Amy’s entire body ached with the strain of holding back tears. She tried to console herself with the prospect of carrying on the Pink Carnation—which was, after all, what she had come to Paris to do. But, somehow, the prospect of espionage had lost its luster for her. How could there be a Paris for her without Richard? His presence would haunt her in the corners of Mme Bonaparte’s yellow salon and the corridors of the Tuilleries. And then there was the Seine . . . the boat . . . the carriage . . . even her brother’s house. There wasn’t a place in the city that hadn’t been imprinted with the memory of Richard.
Even the sparkling stars in the night sky above her belonged to Richard.
“May I come with you?”
Henrietta’s mouth snapped shut midsentence; Miss Gwen ceased poking Miles with her parasol; the entire courtyard went still, everyone’s attention riveted on Amy. It was like being in Sleeping Beauty’s castle, surrounded by frozen figures caught in an enchantment.
“I want to come with you,” Amy repeated, her voice unnaturally loud in the lull. “That is,” she added, as Richard made no response, no movement, “if you’ll have me?”
“Will I have you?” Richard repeated incredulously. “Will I have you?”
Uncomfortably aware of the seven pairs of eyes upon her, Amy flushed a deep red. “Well, yes,” she muttered. “That was the question.”
“Will I have you!” Richard whooped. Swooping, he jerked Amy off her feet, and whirled her in a dizzying circle. “Oh, no, no! You have it all wrong. The question,” he pronounced, lowering her very, very slowly to her feet, “is, will you have me? After all, I’m the one who made a muddle of everything by not telling you the truth. . . .”
“But I made you reveal your secret identity,” Amy said breathlessly.
Richard grinned down at her. “I should have revealed it to you days ago.”

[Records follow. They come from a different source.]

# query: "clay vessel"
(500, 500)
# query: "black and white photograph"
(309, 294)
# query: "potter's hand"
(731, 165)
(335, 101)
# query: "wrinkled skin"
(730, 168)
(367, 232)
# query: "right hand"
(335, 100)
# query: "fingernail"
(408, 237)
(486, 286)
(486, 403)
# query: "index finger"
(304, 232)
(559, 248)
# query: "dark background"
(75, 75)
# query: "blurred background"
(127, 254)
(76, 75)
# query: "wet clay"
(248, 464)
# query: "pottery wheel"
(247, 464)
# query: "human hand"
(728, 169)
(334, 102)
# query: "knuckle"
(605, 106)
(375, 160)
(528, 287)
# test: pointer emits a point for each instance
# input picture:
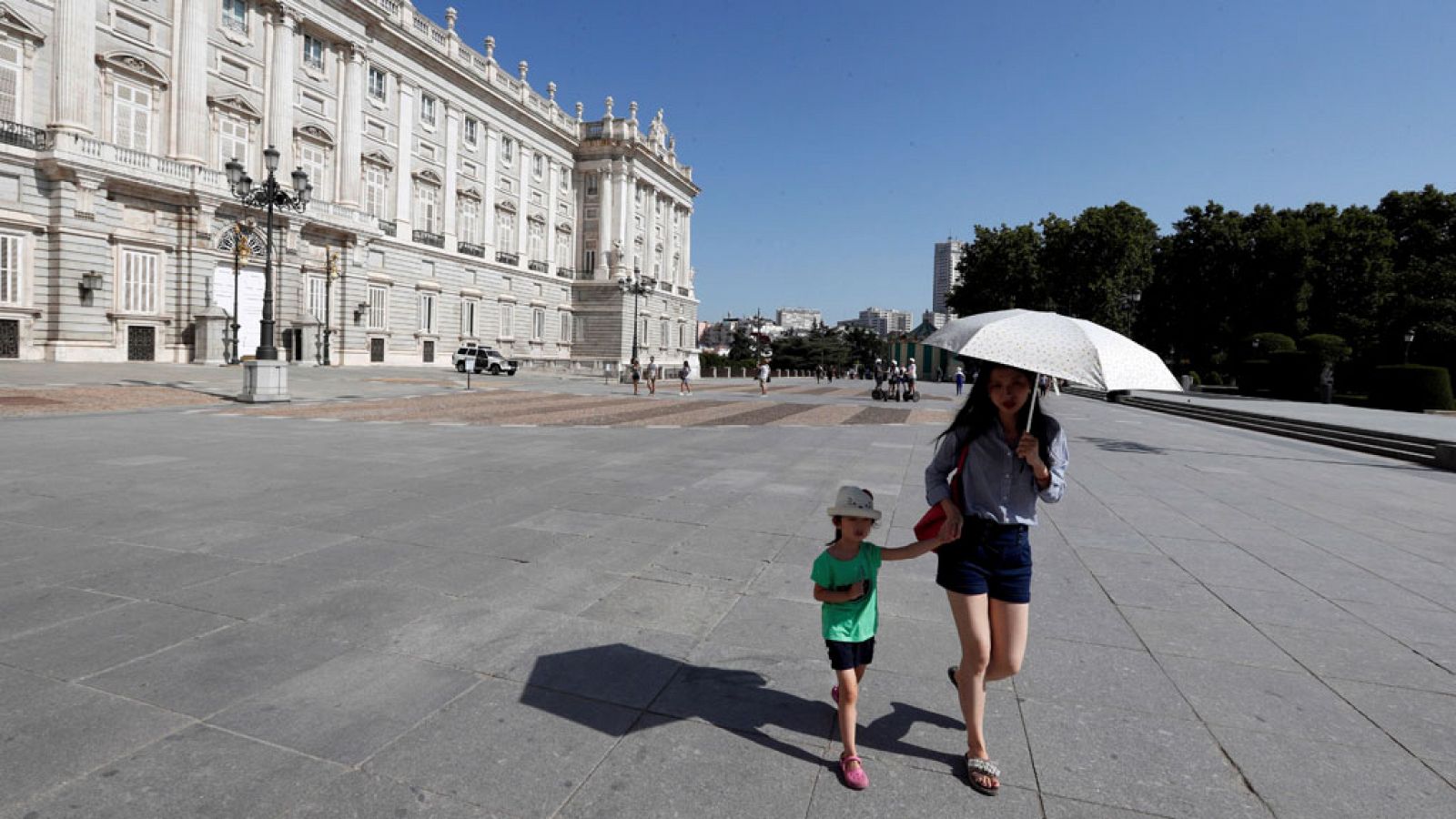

Could a person explode from sheer joy? If so, Amy knew her time was limited. Her heart was pounding so hard it was about to burst right out of her chest; the sides of her face were about to split from the smile that was spreading across them; and her head was so light it was about to float right off the rest of her body. “You don’t hate me for exposing you to Delaroche?”
“Not if you don’t hate me for calling you a light-skirt.”